Komt u in uw land in de problemen als u in dit soort gesprekken dingen zegt? Lachend: “Wat is mijn land? Als we het over Oekraïne hebben: nee, daar geeft dat geen problemen. Gisteren was de vicepremier bij de première, en hij was heel lovend over de film.”

Heeft hij hem dan wel begrepen? De film is, zacht gezegd, nogal kritisch. “Zeker, maar men staat open voor kritiek. Let wel: ik heb het over Oekraïne, niet over het bezette gebied dat ik in de film toon. Uit die regio is iedereen weggevlucht. De enigen die er zijn achtergebleven, zijn de arme drommels die geen enkele mogelijkheid hebben om er weg te komen.”

De film is nihilistisch. Voelt u nog hoop? “Geen enkel conflict kan worden opgelost als de bron ervan niet wordt aangepakt. Daar lijkt in dit geval nog niemand toe bereid. Oekraïne zal dit gebied nooit afstaan aan Rusland, want dat zou Rusland aanmoedigen verder uit te breiden en meer gebieden te bezetten. Tegelijkertijd heeft Oekraïne niet de mogelijkheid het gebied terug te veroveren. Dus het conflict zal doorsudderen.”

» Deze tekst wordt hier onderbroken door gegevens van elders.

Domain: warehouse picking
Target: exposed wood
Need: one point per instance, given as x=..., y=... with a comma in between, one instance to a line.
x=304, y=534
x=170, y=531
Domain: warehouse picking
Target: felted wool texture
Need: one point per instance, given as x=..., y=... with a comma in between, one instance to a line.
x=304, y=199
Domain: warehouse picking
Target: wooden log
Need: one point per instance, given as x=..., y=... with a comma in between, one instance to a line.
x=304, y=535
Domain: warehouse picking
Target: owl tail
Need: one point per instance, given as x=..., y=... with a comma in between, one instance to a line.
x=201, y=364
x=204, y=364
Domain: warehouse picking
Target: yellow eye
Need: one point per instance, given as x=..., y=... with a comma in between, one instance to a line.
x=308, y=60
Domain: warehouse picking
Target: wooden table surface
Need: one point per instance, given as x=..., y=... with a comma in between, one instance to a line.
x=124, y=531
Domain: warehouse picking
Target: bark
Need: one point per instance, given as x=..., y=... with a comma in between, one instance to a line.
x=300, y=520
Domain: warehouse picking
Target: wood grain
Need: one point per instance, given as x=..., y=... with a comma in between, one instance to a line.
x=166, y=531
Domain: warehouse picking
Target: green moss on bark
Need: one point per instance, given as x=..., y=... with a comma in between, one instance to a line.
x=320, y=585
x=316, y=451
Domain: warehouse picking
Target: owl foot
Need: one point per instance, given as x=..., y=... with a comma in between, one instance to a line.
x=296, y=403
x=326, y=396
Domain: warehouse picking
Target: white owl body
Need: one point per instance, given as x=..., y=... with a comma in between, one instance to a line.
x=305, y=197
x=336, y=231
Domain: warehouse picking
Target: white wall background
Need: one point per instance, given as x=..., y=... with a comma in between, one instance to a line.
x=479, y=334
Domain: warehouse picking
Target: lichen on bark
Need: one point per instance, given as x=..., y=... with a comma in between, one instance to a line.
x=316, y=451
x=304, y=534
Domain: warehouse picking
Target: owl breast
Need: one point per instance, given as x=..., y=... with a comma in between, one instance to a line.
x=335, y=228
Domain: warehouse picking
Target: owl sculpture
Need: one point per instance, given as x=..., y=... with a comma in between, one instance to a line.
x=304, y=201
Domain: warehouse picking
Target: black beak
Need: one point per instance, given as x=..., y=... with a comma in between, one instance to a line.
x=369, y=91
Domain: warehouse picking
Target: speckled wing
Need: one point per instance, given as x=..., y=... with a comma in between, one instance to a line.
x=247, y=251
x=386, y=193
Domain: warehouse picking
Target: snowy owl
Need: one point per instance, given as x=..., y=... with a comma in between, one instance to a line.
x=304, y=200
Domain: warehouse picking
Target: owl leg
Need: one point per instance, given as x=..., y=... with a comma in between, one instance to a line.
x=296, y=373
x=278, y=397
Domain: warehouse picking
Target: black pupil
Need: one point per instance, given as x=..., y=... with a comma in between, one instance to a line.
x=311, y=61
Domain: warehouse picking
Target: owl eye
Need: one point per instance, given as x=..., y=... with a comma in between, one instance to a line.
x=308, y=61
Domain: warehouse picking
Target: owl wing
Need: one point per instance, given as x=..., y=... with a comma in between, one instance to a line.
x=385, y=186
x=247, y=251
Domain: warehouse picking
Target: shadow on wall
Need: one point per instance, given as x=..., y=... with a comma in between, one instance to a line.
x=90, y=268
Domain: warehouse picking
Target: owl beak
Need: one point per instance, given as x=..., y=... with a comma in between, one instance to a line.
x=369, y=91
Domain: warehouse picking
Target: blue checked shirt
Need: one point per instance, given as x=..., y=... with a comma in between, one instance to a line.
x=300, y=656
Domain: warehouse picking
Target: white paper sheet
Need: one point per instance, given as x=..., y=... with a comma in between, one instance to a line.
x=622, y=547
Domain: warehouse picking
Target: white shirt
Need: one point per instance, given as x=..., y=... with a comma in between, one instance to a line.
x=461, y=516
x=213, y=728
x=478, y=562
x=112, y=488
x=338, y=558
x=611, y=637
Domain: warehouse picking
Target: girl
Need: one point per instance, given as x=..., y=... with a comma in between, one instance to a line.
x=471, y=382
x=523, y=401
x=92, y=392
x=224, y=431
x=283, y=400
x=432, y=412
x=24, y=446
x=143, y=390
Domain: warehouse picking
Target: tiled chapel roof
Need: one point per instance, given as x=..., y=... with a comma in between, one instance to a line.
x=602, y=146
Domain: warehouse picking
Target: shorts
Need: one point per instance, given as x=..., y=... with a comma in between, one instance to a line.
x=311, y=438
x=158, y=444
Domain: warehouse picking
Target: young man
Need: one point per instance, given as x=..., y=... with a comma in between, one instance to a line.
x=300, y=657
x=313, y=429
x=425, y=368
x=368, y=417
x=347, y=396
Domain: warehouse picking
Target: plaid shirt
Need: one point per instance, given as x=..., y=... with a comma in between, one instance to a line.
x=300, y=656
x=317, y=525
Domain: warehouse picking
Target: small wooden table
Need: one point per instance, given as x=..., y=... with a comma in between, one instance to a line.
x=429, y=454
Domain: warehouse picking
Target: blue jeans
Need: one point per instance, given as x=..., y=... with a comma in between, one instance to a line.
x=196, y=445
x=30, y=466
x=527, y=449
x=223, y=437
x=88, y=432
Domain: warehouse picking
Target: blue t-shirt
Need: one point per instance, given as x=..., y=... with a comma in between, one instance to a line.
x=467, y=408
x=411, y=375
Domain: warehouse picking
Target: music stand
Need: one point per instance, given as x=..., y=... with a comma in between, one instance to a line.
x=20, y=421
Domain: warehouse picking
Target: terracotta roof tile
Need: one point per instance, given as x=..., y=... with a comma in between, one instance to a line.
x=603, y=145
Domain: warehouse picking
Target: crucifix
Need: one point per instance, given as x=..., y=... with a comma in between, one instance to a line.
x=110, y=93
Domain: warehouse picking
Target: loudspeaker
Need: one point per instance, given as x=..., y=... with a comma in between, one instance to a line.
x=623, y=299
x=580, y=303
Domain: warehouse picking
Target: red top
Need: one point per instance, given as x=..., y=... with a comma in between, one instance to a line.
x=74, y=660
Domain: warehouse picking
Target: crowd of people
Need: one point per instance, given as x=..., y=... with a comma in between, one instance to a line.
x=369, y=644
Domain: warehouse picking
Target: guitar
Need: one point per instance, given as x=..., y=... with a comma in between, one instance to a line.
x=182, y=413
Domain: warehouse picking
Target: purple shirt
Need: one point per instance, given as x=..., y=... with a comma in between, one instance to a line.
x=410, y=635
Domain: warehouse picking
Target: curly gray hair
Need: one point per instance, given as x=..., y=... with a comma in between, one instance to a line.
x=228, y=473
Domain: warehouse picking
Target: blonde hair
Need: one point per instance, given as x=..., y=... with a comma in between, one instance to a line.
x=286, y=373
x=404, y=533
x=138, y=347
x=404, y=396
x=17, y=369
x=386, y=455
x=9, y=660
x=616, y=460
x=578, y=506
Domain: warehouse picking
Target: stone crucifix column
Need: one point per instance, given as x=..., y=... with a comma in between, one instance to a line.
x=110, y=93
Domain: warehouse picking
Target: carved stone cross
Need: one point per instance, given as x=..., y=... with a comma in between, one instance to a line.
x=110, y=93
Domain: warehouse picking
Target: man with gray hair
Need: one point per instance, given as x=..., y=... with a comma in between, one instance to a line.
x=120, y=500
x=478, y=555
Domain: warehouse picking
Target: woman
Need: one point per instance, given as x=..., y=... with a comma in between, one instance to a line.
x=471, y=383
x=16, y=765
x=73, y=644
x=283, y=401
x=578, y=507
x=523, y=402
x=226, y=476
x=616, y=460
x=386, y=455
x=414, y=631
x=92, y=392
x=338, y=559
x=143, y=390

Hoe koos u welke filmpjes u wilde recreëren? “Ik had meerdere selectiecriteria. Ik wilde verschillende aspecten van wat er gebeurt laten zien, diverse beelden van hoe de oorlog het leven daar beïnvloedt. Ik wilde mensen uit verschillende sociale lagen tonen. En een belangrijke rode draad is corruptie – eigenlijk draait alles om corruptie en diefstal.”

Waar haalde u uw filmische inspiratie vandaan? De absurditeit doet denken aan het werk van Roy Andersson. “Hij was absoluut een voorbeeld, net als Luis Buñuel. Zijn laatste film The Phantom of Liberty toonde al de ‘groteskisering’ van de wereld, die inmiddels als nooit tevoren om zich heen slaat. Het groteske is de enige vorm waarin we nog kunnen tonen wat er op dit moment in de wereld aan de hand is. Daarin is geen ruimte voor serieuze personages – als je er een held in zou zetten, wordt het direct een tragedie. In het dagelijks leven worden we constant blootgesteld aan het groteske, door alle leugens in het nieuws, en de maskers die mensen dragen om die leugens te verbergen.”

Maar bij het woord ‘grotesk’ denken we vaak aan een uitvergroting van de realiteit. Kan dat nog wel? “We leven inderdaad in een realiteit die weinig ruimte voor uitvergroting biedt; alles is al overdreven genoeg. Het doet me denken aan een Russisch gezegde: ‘Net wanneer je de diepste bodem van de hel hebt bereikt, hoor je plotseling van onder de grond iemand kloppen’. Met andere woorden: het kan altijd nog erger!”